There was again a strike in the U.S. railway industry in 1916 over the issue of an eight-hour workday. An end to the strike was legislated with the support of President Woodrow Wilson, but he also approved and signed the Adamson Act, which granted the eight-hour workday for railway employees and established the Railway Labor Board to deal with grievances in that industry, under the bipartisan consensus that railway strikes were too damaging to the country.
However, in 1922 the Railway Shopmen’s Strike broke out and shut down practically the entire American railway industry through the collective action of 400,000 workers. It was the greatest strike in American history next to the Great Steel Strike of 1919. It was a strike of the maintenance workers, as its title implies, and not the conductors, engineers, firemen, and brakemen who operated the trains, and the railway companies immediately began to replace even skilled maintenance workers with strikebreakers. There was naturally a great deal of friction between the strikers and strikebreakers, and the issues became cross-threaded with racial questions as several of the railway unions did not accept African American workers, while in some places African American employees crossed the picket lines.
The Railroad Labor Board, which President Wilson had intended as a reform measure to conciliate labour and management in the railroad industry, was in the hands of his successor, President Warren G. Harding. It was chaired by Ben W. Hooper, a former Republican governor of Tennessee and no great friend of organized labour. He adopted a resolution that all strikers had forfeited their arbitration rights under the Transportation Act of 1920, and railroads were encouraged to hire replacement workers whom the board would consider to be permanent. Unsurprisingly, a bitter labour dispute resulted and crowds of sympathizers on both sides frequently conflicted around the country. A number of fatalities occurred as well as a good deal of vandalism and many serious injuries.
President Harding attempted to impose a settlement midway between the claims of the two sides, but this broke down under his protection of strikebreakers as permanent employees with “the same indisputable right to work as others have to decline work.” The U.S. National Guard was called out in a number of states and the attorney general, Harry M. Daugherty, outrageously asserted that the strikers were conducting “a conspiracy worthy of Lenin and Zinoviev,” and sent large numbers of U.S. marshals into the field to aid the railroads.

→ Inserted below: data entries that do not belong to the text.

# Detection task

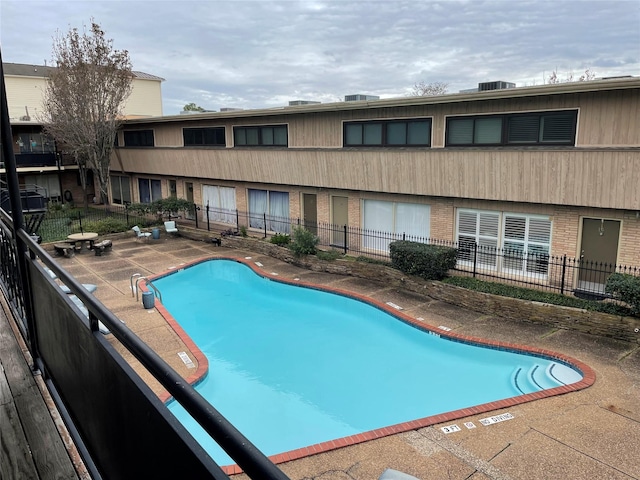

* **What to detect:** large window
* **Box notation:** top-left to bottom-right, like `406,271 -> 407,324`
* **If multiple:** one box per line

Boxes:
446,110 -> 578,146
138,178 -> 162,203
123,130 -> 154,147
457,210 -> 551,276
202,185 -> 236,224
249,189 -> 290,233
344,118 -> 431,147
363,200 -> 431,252
16,133 -> 56,153
111,175 -> 131,205
182,127 -> 225,147
233,125 -> 287,147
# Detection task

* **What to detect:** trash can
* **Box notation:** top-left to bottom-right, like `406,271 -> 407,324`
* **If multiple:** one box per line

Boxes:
142,292 -> 155,309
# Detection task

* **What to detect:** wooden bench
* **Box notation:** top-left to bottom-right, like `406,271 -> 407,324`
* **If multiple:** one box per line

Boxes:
93,240 -> 113,257
53,243 -> 76,258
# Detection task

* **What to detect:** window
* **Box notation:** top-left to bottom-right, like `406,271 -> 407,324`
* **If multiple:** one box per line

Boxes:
138,178 -> 162,203
344,118 -> 431,147
202,185 -> 236,225
122,130 -> 154,147
249,189 -> 289,233
457,210 -> 551,276
111,175 -> 131,205
16,133 -> 56,153
182,127 -> 226,147
363,200 -> 431,252
446,110 -> 578,146
233,125 -> 288,147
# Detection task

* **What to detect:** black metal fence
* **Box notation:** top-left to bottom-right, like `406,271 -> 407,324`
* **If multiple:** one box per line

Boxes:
199,206 -> 640,299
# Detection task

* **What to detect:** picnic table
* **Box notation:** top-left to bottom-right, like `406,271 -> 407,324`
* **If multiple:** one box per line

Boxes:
67,232 -> 98,251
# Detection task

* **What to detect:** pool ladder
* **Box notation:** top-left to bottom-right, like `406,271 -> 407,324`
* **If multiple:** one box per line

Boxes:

The Harding administration was itself divided, and commerce secretary and future president Herbert Hoover urged a negotiated end to the strike. Harding agreed, but the railway companies rejected the president’s fair proposal and won from a federal judge, two months into the strike, an injunction against striking, picketing, and other obstructive activities. It was an extremely one-sided decision and violated the constitutional guaranties of freedom of speech and of assembly. There were many sympathy strikes and a great public outcry, but the strikers were unable to continue to resist the employers, buttressed as they now were by the full authority of the federal government. The strike lasted two months and approximately 10 people died while several hundred were injured.
In 1945 and 1946, immediately following World War II, there were waves of strikes across the United States in what was the closest that country has ever come to a general strike: 4 million workers were involved, including approximately 250,000 railway workers. In 1947, in response to this unrest, the Congress passed the Taft-Hartley Act over President Truman’s veto, prohibiting jurisdictional strikes, wildcat strikes, strikes of solidarity or political motivation, secondary boycotts and picketing, the closed shop, and monetary contributions by unions to federal political campaigns. Right-to-work laws banning union shops were permitted, and union officers were obliged to sign non-communist affidavits in these first years of the Cold War.

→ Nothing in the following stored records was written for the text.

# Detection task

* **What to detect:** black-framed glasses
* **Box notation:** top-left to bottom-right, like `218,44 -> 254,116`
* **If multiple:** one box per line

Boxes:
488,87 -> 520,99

Considerable labour agitation continued, however, including a threatened railway strike in 1949 and a strike in the steel industry. President Truman, well disposed to organized labour though he was, ordered the army to take over the operation of the nation’s railways, which it substantially did, though with the cooperation of many workers. The United States had just committed forces to Korea, the Red Scare was high, and public opinion was suspicious of union leaders. It was against this backdrop that the railway strike in Canada of 1950 was declared and a resolution process was legislated just nine days later.

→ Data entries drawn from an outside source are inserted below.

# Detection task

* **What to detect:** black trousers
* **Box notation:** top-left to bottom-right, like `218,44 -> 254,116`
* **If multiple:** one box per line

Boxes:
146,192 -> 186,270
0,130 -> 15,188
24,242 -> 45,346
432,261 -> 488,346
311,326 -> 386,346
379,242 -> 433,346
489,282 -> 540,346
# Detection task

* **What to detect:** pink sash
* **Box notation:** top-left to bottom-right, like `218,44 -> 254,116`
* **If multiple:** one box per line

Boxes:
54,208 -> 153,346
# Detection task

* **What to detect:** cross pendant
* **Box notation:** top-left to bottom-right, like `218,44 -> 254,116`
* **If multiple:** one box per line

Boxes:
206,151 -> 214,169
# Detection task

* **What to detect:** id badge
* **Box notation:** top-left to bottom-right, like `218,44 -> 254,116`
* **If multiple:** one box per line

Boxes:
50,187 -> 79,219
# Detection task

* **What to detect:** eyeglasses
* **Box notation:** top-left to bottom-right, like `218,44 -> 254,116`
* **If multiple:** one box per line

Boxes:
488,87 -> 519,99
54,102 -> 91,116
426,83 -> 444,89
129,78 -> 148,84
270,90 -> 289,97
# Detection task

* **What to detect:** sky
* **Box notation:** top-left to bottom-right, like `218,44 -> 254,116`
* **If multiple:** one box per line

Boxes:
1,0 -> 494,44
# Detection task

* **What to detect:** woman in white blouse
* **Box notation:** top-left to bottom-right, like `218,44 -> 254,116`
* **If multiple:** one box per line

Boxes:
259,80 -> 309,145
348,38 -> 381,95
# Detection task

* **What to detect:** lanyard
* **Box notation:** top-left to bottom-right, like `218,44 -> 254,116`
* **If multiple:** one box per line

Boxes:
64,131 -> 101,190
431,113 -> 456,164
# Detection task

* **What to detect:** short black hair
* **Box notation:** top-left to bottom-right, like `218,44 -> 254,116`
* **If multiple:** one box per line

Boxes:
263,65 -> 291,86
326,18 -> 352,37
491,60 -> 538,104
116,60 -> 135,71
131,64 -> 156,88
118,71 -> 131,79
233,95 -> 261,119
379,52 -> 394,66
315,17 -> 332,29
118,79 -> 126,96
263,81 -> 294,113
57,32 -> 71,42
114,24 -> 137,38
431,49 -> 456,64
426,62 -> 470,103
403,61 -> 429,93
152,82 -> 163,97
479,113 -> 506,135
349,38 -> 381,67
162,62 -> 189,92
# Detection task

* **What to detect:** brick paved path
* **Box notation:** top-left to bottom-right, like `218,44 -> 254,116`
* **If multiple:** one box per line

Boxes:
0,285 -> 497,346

It is clear from all this history that a railway strike cannot be permitted to go on for more than a few days, even though the economic importance of railways has declined somewhat. If such a strike occurs, the federal government must legislate an end to it at once, but with a fair resolution process. The act of St. Laurent’s government and his labour minister, Milton Gregg, in 1949 could be adopted almost without alteration. The alternative is a disaster that neither Canada nor the United States has ever consented to endure. This is no time for a change of course.